Increasingly, investors seem to doubt the efficacy of Japan’s policies. The IMF notes in its economic update that Japanese growth and inflation have been much weaker than expected; “Growth is projected to remain at 0.5 percent in 2016 before turning slightly negative to -0.1 percent in 2017, as the scheduled increase in the consumption tax rate goes into effect.” Thus, it will be interesting to see what the BoJ does at its April 27-28 meeting; adopting negative rates has driven bond yields out to 10 years into negative territory but it has also come with a stronger yen. Japanese officials may be trying to ‘talk down’ the yen but one can question how sustainable this may be increasing global scrutiny on competitive devaluation to try and boost growth.
The former BoJ Deputy Governor Iwata suggested that the BoJ would hit the limits of its bond buying program in 2017. Reports suggest the BoJ owned 34.5 percent of government debt in February and is projected to own 50 percent of the Government bond market by 2017; market illiquidity is likely to make further purchases challenging and increase market volatility. If the BoJ is hitting the limits on asset purchases then expanding negative rates are one of the policy options left: but the BoJ seems to displaying some caution making a ‘technical adjustment’ to the original announcement to reduce the number of accounts negative rates apply to but this is more a ‘tweak’ than a policy reversal at this stage. Although it is too early to judge, Japan’s March bank lending ex-trusts slowed to 2% yoy.
While the government is yet to backtrack on its planned consumption tax hike (from 8 percent to 10 percent next year) we doubt they will be able to push this through given the deterioration in the growth outlook.

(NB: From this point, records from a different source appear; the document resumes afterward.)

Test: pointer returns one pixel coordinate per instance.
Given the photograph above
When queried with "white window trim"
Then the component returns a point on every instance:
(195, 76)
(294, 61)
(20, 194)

For example, the poor March Tankan survey highlighted falling inflation expectations, the Shunto wage round was seen as disappointing and generally growth numbers have been poor. Public debt at 250 percent of GDP is high but it is predominantly domestically financed (Japan has a positive net foreign asset (NFA) position) so further fiscal stimulus is a possible response. Unquestionably, there is more scope for structural reform. The policy risk is further steps into uncharted territory whereby debt monetisation is expanded in the sense of BoJ buying new government debt issued to fund larger deficits resulting in destabilisation, the loss of central bank credibility and investor confidence.
In a world of elevated debt levels our view is that QE is deflationary. When global aggregate demand is weak the risk is central bank easing becomes a game of competitive devaluation with no real winner; the danger is that QE is seemingly having better success in promoting risk taking in financial markets rather than stimulating growth in the wider economy as evidenced by the declining velocity of money. Estimates suggest there are close to USD7 trillion of bonds trading at negative yields. But corporate investment remains weak and for the average consumer wage increases are important drivers of confidence and increased discretionary spending: but even in the US, which has been performing better than Europe and Japan, US real median household income has declined since 2007.
The global backdrop remains extremely challenging which favours positioning in higher quality bonds with positive yields, especially value credits, where there is a ‘margin of safety’ (actual spread versus rating implied spread).